Les notaires sont souvent sollicités pour un audit du patrimoine et valider ainsi la compatibilité des revenus avec le besoin du financement de fin de vie. Nous sommes amenés, ensuite, à conseiller des arbitrages patrimoniaux qui sont destinés souvent à soutenir les revenus. Cela peut être, par exemple, des placements sous forme de SCPI qui vont favoriser un fort revenu au détriment d’une valeur patrimoniale dans le long terme. On peut aussi avoir des ventes en viager : là on aliène complètement le patrimoine et son capital pour privilégier des revenus la vie durant de la personne. On a même maintenant des prêts viagers hypothécaires qui permettent à des seniors de souscrire des emprunts qui leur apportent un capital en donnant en garantie leur patrimoine immobilier qui sera aliéné au moment de leur disparition pour que les descendants remboursent l’emprunt. Les notaires mettent régulièrement en place ces solutions patrimoniales destinées à accompagner de la meilleure façon la fin de vie ».

Comment assurer une bonne protection du conjoint survivant ?

P. M. : « La protection du conjoint survivant va être adaptée par les notaires en fonction du régime matrimonial. Elle peut revêtir deux aspects : soit la donation traditionnelle entre époux, soit un changement de régime matrimonial pour adopter une communauté universelle de façon à ce qu’il n’y ait plus de succession au décès de l’un des deux conjoints. Nous avons là une transmission de l’intégralité du patrimoine au profit du conjoint encore vivant ».

Combien peut-on donner à ses enfants sans payer d’impôts ?

P. M. : « Transmettre, de son vivant, une partie de son patrimoine à ses enfants ne signifie pas forcément que des droits devront être payés. Consentir un don de son vivant à un enfant, qu’il s’agisse d’un bien ou d’argent, ne pose aucun problème pratique. Mais pour que l’opération soit exonérée de taxes, il faut respecter certaines limites. Depuis 2012, le montant qui échappe totalement au fisc, appelé « abattement », est de 100 000 euros.
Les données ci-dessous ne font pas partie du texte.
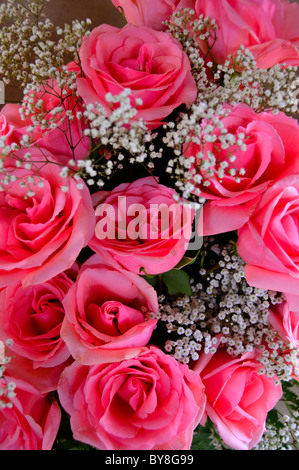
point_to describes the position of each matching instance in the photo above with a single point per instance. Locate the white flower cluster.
(282, 437)
(28, 50)
(7, 388)
(224, 308)
(238, 80)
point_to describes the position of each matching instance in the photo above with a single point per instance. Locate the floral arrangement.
(149, 224)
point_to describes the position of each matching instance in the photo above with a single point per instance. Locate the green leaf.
(177, 282)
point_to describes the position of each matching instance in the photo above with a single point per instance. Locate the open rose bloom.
(149, 63)
(149, 228)
(149, 402)
(33, 420)
(268, 28)
(270, 153)
(269, 242)
(106, 313)
(238, 397)
(42, 235)
(142, 226)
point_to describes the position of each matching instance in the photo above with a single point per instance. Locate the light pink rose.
(269, 241)
(149, 63)
(238, 396)
(33, 421)
(106, 310)
(255, 24)
(286, 322)
(272, 152)
(150, 13)
(12, 127)
(145, 403)
(42, 235)
(32, 318)
(141, 226)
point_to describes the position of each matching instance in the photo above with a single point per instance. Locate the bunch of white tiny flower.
(189, 32)
(238, 80)
(284, 436)
(117, 134)
(28, 51)
(7, 387)
(222, 308)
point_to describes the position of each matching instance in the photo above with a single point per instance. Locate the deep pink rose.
(141, 226)
(145, 403)
(33, 421)
(150, 13)
(272, 152)
(106, 310)
(42, 235)
(269, 242)
(259, 25)
(12, 127)
(149, 63)
(32, 318)
(286, 322)
(238, 396)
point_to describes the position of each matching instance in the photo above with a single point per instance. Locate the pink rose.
(106, 310)
(145, 403)
(154, 240)
(238, 397)
(286, 322)
(33, 421)
(32, 318)
(272, 152)
(269, 241)
(255, 24)
(150, 13)
(42, 234)
(12, 127)
(149, 63)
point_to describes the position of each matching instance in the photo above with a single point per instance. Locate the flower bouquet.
(149, 224)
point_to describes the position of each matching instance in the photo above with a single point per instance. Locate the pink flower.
(144, 403)
(33, 421)
(268, 28)
(154, 240)
(106, 313)
(32, 318)
(149, 63)
(12, 127)
(286, 322)
(272, 152)
(269, 241)
(238, 396)
(42, 234)
(150, 13)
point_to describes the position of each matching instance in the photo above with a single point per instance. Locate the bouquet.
(149, 224)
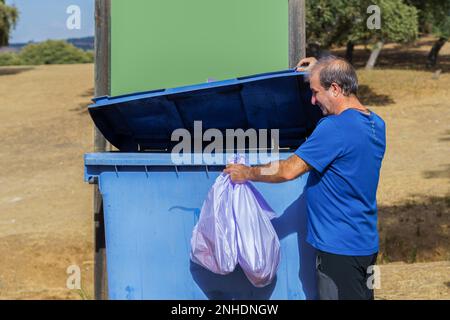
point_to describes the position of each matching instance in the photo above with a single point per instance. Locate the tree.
(345, 22)
(8, 19)
(434, 17)
(399, 23)
(53, 52)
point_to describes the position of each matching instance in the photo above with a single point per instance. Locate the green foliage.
(337, 22)
(8, 19)
(434, 16)
(49, 52)
(9, 59)
(53, 52)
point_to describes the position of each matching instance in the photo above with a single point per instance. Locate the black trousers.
(344, 277)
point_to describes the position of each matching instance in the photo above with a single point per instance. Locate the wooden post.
(297, 32)
(102, 87)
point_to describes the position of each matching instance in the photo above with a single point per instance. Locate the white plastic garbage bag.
(235, 227)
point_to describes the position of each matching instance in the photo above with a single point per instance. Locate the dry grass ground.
(45, 208)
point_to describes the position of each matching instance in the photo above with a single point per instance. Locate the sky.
(40, 20)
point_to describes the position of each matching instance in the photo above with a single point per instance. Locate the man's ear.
(335, 89)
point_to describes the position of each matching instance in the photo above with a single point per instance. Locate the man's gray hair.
(337, 70)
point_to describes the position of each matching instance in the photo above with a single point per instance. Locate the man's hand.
(238, 173)
(286, 170)
(306, 64)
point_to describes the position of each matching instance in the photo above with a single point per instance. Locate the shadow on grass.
(83, 107)
(400, 57)
(415, 231)
(9, 71)
(371, 98)
(433, 174)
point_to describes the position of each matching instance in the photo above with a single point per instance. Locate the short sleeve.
(323, 146)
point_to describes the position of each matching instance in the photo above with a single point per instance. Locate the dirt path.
(45, 208)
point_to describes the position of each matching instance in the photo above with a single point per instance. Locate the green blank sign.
(159, 44)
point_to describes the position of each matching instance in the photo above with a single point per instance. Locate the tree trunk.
(349, 52)
(433, 55)
(374, 55)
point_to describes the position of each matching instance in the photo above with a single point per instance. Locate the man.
(343, 156)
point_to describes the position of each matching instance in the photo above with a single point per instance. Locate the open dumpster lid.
(145, 121)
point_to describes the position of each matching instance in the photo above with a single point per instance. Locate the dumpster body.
(151, 205)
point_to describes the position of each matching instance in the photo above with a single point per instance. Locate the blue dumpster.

Chaque enfant peut ainsi recevoir 100 000 euros de votre part et 100 000 euros de son autre parent sans payer d’impôts. Vous pouvez même renouveler l’opération tous les quinze ans ».

Et pour les biens immobiliers ?

P. M. : « Concernant les biens immobiliers, on peut faire des donations de pareil montant, soit jusqu’à 100.000 euros avec exonération ».

Pourquoi faire une donation ?

P. M. : « Donner, c’est une manière d’anticiper sa succession en aidant de son vivant ses enfants, ses petits-enfants, d’optimiser fiscalement la transmission, les abattements se renouvelant tous les 15 ans et d’éviter les éventuelles difficultés liées au partage de la succession. Et pour éviter tout conflit ultérieur, mieux vaut recourir à une donation-partage. Il est important de s’assurer les conseils d’un notaire qui est, je le rappelle, le spécialiste du droit de la famille. Une donation n’est jamais un acte anodin et l’acte de donation notarié peut contenir diverses dispositions d’un grand intérêt pour le donateur et ceux qui reçoivent ».

A quoi sert la donation-partage ?

P. M. : « Elle permet de régler tout ou partie de votre succession de votre vivant en opérant un partage définitif des biens donnés entre les donataires, qui ne peut pas être remis en cause au décès du donateur. Les biens donnés sont en principe évalués en valeur au jour de la donation-partage.

L’objectif de la donation-partage est de répartir votre patrimoine équitablement entre vos enfants, et ainsi de régler par avance votre succession. Un tel acte concerne donc tous vos enfants, chacun touchant au moins l’équivalent de sa part de réserve. C’est le notaire qui se charge, en accord avec vous, de confectionner les lots puis de les transmettre aux enfants ».